Special Report: Crime and Punishment


PORTSMOUTH, Va. (WAVY) — April 22, 2015, is a day the family of William Chapman will never forget.

It’s been a little more than three years since former Portsmouth Police officer Stephen Rankin shot the unarmed teen, but the pain is still raw for Chapman’s family.

Rankin was responding to a possible shoplifting call at the Walmart on Frederick Boulevard.

He confronted Chapman in the parking lot, and then some type of scuffle happened.

Rankin shot the 18-year-old, who died at the scene.

“Certain parts of the city, like Frederick Boulevard, we can’t drive down,” said Chapman’s cousin, Earl Lewis, who is also the family’s spokesperson.

Lewis said dates, like Chapman’s February birthday and the day Rankin was sentenced in October, still haunt the family.

“That hurt comes back all over again,” he said.

On the third anniversary of Chapman’s death, his family gathered in front of the Walmart and remembered others who were also killed by police.

RELATED: Appeals court upholds Rankin conviction

“To lose someone who’s 18 in the family, it’s a tragedy. It’s definitely a tragedy. It’s heart-wrenching when we even think about it,” Lewis said.

But what Lewis does think about is the outcome of the case.

A jury convicted Rankin of voluntary manslaughter.

He’s currently serving a two and a half year sentence in prison.

Out of 17 high-profile police involved deaths between July of 2014 and September 2016, only four cases ended with some type of conviction.

Chapman’s was one of them.

“Just to see something that had been happening all around the country, happen in our city was alarming. Since we lost a son in our community, it was heartbreaking,” said Portsmouth’s Commonwealth Attorney Stephanie Morales, who prosecuted the case.

Morales had only been in the position for three months when Chapman died.

She said she took on the case even though other prosecutors might not have because of its difficulty.

“I firmly believe the law does permit people to prosecute officers when they commit a crime. There are some people that believe differently. They really refuse to look at the facts differently than how prosecutors have looked at it for years and years and years. I am a different thinker. I think outside the box. I am willing to fight no matter how difficult it is,” she said.

Morales’ strategy seemed to work for her and the Chapmans, because they got some type of conviction despite other cases around the country acquitting or not charging officers.

Chapman’s shooting death was the second time Rankin had shot and killed someone while on duty.

He was never charged in the first instance.

“For whatever reason, the system worked for us this time. It’s a great feeling but it’s still a whole lot of work. That was one day. That was one person,” Lewis said.

“It was about what was trying to do the right thing for William, really trying to let our community know we are going to do our very best for them,” Morales said.

Both believe that it was also the community’s reaction by staying peaceful that helped get the outcome, unlike other cities around the country that erupted into violence following officer-involved deaths like Baltimore, Charlotte, and Ferguson, Missouri.

“This is our city. This is our city.

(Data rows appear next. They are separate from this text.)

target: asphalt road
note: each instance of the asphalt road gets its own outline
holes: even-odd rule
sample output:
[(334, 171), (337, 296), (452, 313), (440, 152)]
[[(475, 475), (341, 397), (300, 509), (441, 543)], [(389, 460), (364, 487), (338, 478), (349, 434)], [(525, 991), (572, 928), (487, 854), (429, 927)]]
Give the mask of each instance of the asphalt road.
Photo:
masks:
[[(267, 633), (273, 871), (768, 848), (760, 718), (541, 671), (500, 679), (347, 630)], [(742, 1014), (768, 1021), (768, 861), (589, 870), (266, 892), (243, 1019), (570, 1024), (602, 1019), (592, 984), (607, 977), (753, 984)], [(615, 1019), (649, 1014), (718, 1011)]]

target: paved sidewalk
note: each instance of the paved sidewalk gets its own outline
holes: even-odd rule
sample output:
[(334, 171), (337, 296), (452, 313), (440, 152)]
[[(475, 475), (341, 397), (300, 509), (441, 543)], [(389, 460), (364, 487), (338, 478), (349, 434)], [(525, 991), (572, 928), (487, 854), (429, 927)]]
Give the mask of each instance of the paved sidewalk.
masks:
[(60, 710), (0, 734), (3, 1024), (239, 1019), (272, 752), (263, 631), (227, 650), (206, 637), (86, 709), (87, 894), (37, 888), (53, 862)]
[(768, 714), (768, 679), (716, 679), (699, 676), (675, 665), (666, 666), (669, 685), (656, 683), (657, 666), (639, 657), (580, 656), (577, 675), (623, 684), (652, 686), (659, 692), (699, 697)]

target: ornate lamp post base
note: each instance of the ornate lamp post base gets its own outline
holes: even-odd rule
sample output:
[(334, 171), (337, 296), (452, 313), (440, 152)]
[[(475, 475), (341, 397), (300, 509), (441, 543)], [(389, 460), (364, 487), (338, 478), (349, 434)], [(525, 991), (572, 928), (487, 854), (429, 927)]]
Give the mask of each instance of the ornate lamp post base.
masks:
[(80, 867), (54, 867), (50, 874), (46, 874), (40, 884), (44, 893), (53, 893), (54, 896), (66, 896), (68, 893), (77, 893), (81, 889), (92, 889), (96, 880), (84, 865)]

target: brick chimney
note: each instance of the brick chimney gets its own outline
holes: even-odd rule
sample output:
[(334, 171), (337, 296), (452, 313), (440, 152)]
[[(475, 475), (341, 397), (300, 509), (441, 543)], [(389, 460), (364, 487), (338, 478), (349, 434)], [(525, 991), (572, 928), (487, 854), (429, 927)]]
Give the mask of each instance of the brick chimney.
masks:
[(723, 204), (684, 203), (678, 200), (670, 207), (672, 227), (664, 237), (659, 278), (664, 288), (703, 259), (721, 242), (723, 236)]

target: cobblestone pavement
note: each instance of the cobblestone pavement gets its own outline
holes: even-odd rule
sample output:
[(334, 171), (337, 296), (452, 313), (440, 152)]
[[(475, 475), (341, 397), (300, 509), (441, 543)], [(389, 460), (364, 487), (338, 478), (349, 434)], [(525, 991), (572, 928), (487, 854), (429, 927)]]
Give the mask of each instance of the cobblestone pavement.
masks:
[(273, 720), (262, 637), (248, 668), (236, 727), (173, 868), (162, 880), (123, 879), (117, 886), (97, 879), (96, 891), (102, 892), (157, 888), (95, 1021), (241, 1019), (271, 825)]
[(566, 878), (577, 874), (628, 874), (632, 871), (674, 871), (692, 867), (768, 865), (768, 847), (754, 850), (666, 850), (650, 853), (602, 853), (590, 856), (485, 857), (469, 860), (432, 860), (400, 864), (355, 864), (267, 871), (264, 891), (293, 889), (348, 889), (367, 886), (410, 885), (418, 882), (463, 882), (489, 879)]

If we tear up our city, what do we have?” Lewis asked.

Lewis believes things have been better for the city since the trial. He wants to go to Washington D.C. and change laws regarding gun violence and domestic violence.

He said Chapman’s family has also filed a lawsuit against Walmart, who he says never apologized for the incident. Lewis hopes they can get the shoplifting policies changed where employees stop customers inside the store.

Lewis also wants more response training for officers and a community center so kids, like Chapman, have a place to hang out.

“It’s up to the community to work together so there’s not another situation like this. I wish we could come together as a people and we did,” he said.

Morales also agreed that the community has changed.

“I will say that our community came together in the right way, no matter what side of the fence they were on. We did find peace. We just all moved on, and even if we’ve had incidents since then, our community knows what to do. They know to call this office and we will give them information without compromising the investigation or prosecution,” she said.

Getting to know these families in the community is the one of the meaningful aspects about Morales’ job.

Both don’t want something like this to happen again, but if it does, she says her office is there for those families.

“Letting Ms. Sally Chapman and Earl Lewis and the entire family know that I’m not here to just be a prosecutor but to help them get through this. The pain doesn’t just go away even after a conviction or a process is complete. It continues and I constantly think of their families and all the other families who have lost someone,” she said.